Et il n’en a rien à faire
De descendre aux Enfers
Sous le feu, la mitraille,
Dans la boue, la limaille
Du dépotoir municipal,
Ordurier, étalé, banal.
Orphée y barbotte, y fouille,
Sans peur,
Sans chiasse,
Sans trouille,
Cherchant casse-graine pour la marmaille.
Détritus en mangeailles,
Tessons et papiers gras
C’est un enfer pavé
Des intentions écolos reniées
De nos soisantehuitardes badernes
Formant la nouvelle lie urbaine.
Il fut un temps jadis, naguère
Où Orphée plongeait dans la mer
Pour cueillir la pitance des mouflets.
Ce n’était pas un monde parfait.
Il y avait fréquemment la disette.
Et la recette était souvent simplette.
Aujourd’hui tous les jours, on fait gras.
Le dépotoir, c’est fait pour ça.
Le progrès, c’est pas la tambouille santé.

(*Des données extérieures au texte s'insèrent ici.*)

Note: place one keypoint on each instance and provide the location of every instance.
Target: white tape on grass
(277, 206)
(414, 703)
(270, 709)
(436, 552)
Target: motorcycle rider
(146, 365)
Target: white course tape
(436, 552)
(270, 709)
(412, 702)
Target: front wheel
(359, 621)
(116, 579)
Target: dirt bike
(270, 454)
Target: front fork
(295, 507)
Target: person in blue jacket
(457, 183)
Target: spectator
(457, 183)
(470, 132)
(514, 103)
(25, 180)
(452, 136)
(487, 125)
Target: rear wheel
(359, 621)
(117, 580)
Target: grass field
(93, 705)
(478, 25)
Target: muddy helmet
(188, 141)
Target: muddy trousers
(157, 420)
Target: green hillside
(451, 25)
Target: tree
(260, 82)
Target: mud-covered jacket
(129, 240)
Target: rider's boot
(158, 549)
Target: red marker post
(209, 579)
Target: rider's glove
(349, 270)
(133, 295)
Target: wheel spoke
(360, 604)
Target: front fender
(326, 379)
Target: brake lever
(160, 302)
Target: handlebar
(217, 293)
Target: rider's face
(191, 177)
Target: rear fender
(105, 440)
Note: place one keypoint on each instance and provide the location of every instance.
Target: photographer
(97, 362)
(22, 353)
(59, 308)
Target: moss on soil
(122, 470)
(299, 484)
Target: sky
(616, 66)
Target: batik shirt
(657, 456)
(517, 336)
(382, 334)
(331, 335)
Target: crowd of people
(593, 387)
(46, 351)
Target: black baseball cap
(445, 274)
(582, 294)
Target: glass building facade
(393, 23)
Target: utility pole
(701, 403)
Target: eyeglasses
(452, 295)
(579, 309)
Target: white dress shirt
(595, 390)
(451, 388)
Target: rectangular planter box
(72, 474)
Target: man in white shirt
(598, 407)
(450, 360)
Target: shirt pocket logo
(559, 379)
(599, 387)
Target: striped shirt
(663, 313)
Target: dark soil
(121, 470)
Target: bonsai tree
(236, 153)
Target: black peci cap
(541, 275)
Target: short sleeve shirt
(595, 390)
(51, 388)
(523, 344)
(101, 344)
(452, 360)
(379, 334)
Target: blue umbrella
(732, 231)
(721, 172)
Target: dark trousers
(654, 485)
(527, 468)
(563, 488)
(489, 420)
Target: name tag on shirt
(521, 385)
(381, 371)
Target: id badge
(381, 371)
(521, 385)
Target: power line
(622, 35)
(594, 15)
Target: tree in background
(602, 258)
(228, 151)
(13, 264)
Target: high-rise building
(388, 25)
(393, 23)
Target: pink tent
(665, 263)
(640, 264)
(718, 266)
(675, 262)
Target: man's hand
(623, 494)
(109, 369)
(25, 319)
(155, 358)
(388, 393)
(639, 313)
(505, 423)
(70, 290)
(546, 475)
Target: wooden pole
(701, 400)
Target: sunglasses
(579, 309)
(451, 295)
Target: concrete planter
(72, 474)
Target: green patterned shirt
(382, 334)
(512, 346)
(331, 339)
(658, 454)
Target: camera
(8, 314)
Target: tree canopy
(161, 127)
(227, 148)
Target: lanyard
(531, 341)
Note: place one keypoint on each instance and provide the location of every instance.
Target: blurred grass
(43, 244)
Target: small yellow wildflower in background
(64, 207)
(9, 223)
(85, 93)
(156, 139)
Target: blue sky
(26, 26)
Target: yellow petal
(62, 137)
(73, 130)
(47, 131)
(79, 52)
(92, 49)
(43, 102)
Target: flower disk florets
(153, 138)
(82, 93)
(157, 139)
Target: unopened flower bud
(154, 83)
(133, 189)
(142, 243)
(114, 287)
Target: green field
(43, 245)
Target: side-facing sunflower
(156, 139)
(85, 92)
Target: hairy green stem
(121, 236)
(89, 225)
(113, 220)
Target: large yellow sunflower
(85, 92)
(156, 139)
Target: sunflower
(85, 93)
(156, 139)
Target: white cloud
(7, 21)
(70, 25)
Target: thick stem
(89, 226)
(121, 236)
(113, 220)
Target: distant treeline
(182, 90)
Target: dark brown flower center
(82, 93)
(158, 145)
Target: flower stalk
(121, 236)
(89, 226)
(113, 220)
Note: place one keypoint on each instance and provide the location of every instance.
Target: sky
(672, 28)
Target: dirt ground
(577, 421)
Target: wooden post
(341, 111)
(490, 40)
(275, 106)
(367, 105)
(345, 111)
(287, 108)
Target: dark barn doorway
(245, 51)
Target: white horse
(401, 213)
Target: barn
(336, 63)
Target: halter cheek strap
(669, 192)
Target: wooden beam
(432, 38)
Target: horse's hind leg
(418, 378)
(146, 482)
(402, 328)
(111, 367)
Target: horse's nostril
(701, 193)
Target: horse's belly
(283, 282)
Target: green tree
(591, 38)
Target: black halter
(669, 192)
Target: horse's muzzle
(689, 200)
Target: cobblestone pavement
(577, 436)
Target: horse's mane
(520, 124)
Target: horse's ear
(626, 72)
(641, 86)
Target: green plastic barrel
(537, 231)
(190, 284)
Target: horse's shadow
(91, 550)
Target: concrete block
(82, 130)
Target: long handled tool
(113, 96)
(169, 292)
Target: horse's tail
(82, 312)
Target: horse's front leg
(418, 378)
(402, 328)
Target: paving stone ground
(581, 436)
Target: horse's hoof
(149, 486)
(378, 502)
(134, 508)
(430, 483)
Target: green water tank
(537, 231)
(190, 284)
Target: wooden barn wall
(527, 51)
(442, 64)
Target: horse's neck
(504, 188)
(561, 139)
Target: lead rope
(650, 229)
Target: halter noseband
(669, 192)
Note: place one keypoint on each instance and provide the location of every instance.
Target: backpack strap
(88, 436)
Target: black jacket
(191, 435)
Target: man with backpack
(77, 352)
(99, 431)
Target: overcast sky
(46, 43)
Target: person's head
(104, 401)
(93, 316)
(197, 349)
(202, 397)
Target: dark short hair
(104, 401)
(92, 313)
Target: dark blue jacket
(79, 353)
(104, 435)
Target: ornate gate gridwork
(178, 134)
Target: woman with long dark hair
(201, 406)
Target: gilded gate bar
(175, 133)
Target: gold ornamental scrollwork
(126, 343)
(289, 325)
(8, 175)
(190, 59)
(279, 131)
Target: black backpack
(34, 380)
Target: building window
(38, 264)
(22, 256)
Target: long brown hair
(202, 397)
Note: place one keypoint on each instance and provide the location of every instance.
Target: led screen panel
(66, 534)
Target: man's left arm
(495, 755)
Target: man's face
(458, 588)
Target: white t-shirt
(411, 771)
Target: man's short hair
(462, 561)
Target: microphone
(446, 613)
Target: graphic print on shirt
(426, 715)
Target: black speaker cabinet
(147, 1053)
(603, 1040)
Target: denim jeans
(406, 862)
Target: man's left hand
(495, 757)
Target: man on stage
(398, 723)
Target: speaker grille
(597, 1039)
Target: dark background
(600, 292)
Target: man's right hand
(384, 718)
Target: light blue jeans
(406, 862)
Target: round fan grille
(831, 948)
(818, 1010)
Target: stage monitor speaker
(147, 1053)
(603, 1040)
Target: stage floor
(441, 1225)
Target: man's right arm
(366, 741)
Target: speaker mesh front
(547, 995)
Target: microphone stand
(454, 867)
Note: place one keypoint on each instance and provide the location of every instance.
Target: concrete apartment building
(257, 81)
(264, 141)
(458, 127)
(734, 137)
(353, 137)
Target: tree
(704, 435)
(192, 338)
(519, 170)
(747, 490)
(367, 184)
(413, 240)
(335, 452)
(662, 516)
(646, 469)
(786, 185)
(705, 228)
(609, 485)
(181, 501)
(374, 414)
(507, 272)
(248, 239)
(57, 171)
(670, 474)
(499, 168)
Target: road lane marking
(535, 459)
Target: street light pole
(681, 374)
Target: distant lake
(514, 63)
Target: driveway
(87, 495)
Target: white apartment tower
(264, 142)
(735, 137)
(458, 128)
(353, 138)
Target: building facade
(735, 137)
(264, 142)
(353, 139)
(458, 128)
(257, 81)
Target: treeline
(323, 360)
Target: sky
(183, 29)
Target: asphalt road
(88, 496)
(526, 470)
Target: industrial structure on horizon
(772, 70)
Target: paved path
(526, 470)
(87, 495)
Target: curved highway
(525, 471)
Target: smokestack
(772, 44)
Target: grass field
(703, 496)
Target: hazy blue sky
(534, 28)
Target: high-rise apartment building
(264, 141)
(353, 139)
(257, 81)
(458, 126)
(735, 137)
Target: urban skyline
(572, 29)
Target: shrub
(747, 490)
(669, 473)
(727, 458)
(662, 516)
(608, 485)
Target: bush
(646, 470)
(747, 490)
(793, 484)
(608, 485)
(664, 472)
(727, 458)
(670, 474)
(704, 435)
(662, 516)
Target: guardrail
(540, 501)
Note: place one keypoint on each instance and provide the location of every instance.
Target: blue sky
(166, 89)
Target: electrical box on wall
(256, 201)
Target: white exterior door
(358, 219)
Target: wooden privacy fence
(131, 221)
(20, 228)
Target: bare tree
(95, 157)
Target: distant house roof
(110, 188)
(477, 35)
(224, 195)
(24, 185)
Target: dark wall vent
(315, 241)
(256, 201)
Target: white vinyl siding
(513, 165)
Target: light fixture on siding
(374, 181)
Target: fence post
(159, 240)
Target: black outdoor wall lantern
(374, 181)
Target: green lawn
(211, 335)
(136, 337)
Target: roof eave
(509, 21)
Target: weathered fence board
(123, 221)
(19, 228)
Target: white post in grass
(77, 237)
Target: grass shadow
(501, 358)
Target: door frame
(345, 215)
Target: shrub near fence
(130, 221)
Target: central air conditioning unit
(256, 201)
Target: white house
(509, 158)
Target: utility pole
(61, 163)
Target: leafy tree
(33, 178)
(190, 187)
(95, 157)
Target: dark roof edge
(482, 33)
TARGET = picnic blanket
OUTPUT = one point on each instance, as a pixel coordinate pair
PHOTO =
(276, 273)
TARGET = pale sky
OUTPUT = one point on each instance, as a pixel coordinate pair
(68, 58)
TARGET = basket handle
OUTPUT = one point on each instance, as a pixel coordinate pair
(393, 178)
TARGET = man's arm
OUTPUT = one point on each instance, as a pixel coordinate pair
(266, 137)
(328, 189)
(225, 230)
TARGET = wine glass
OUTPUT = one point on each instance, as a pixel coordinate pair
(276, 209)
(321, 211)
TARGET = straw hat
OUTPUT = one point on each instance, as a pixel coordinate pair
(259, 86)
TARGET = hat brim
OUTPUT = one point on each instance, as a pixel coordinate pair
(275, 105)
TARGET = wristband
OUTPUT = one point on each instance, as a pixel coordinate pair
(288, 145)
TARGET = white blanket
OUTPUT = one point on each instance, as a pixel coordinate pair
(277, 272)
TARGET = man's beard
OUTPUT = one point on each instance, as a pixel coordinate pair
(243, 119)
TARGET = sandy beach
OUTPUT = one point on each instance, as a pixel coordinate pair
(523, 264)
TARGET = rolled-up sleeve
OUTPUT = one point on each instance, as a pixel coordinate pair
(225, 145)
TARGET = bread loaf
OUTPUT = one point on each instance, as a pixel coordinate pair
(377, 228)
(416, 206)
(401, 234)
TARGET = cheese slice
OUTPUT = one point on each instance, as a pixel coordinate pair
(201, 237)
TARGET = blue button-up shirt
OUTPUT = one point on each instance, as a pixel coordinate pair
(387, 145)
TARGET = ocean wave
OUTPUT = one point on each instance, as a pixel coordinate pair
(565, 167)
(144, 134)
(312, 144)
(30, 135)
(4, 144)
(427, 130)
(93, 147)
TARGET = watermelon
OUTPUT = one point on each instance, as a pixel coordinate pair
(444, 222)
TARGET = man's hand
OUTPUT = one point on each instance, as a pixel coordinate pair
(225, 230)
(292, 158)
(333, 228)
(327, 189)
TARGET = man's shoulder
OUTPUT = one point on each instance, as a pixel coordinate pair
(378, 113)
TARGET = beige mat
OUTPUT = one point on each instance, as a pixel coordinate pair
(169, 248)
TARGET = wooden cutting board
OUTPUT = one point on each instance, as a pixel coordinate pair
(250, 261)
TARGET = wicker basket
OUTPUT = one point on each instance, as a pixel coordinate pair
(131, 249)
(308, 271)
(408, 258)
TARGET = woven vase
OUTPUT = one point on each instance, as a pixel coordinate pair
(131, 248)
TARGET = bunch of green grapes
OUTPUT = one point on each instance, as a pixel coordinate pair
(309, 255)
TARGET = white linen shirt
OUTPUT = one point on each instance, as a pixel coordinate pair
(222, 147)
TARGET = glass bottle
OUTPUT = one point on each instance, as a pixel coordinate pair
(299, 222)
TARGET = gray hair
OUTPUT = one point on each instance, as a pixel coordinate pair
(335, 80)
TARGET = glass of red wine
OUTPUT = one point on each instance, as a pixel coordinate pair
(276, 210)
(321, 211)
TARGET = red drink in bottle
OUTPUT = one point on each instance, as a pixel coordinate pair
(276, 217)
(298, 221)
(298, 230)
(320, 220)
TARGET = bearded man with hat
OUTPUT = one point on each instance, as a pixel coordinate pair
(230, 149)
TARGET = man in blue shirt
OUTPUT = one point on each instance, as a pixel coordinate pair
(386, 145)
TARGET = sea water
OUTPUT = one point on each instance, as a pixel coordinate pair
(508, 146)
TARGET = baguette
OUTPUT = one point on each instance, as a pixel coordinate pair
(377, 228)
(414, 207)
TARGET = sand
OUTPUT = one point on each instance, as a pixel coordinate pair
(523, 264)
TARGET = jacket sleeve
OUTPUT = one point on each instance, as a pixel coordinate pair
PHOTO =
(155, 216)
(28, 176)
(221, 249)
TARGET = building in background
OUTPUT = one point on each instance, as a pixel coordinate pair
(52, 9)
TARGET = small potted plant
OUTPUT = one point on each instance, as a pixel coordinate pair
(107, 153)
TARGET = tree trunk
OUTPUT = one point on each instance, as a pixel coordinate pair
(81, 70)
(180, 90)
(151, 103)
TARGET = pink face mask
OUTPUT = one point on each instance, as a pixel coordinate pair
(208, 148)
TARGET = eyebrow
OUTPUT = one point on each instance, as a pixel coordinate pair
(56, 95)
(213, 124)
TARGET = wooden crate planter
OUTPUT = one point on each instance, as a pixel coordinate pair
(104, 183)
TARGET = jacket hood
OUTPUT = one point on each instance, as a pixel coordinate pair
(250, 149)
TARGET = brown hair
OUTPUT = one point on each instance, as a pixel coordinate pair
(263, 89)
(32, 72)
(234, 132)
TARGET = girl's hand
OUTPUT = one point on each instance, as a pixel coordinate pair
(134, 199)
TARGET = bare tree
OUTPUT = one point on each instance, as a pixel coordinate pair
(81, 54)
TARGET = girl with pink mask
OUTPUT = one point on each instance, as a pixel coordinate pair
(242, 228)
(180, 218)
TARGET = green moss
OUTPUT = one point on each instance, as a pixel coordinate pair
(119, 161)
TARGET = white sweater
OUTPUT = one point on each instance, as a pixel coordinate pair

Il faut promptement s’adapter.
Ils resteront les pattes en l’air
Ceux que les petits boulons de fer
Auront insidieusement étouffé.
Il faut savoir louvoyer.
Et Orphée n’en a rien à faire
De descendre aux Enfers,
En ce monde de grandes solutions
Sempiternellement en attente de rebonds..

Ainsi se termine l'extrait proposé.